You definitely know the business of farming better than I. That coming and going of profit margins….at some point it gets to be too much for the small farmer to handle I’d have to guess. Prices get hot, so you go out and borrow to get properly setup. About the time you finally start realizing a decent ROI, the prices drop. Depending on just how much your leveraged, the farm that’s been in the family name for a hundred years or more is now owned by the bank.
I certainly would not be surprised if some of the farmers there in western Iowa (Harlan area, where they had a huge tornado this year) have essentially become contractors to the big guys. If it makes business sense and comes at low risk. But you’d have to have maintained your infrastructure for livestock for it to make sense I’d think. Many of those small farmers like my cousin have shut that down. The only building outside of the house are to house machinery or silos / corn bins.

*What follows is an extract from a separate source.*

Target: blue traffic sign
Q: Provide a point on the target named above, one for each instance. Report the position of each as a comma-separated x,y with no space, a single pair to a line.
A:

Phil during good times, prices can be contracted to hedge against a severely downturn. Some do (we do) and a lot don't. That is much more about personal choice than size or scale. Although with size and scale come larger risk thus more incentive to hedge. Higher debt level also pushes one to hedge more... but again it is a choice some choose not to participate in. It does have additional cost in the form of brokerage fees, margin calls or fees to cover those, and interest on money tied up. But this is NOT size specific. If you do not have enough scale to fill a contract. There are co-ops and other companies who will facilitate smaller trades or even facilitate direct forward contracting. Your example is a perfect reason to hedge. If prices are good and you are investing based on that, especially borrowing, why would you not protect margins to ensure success?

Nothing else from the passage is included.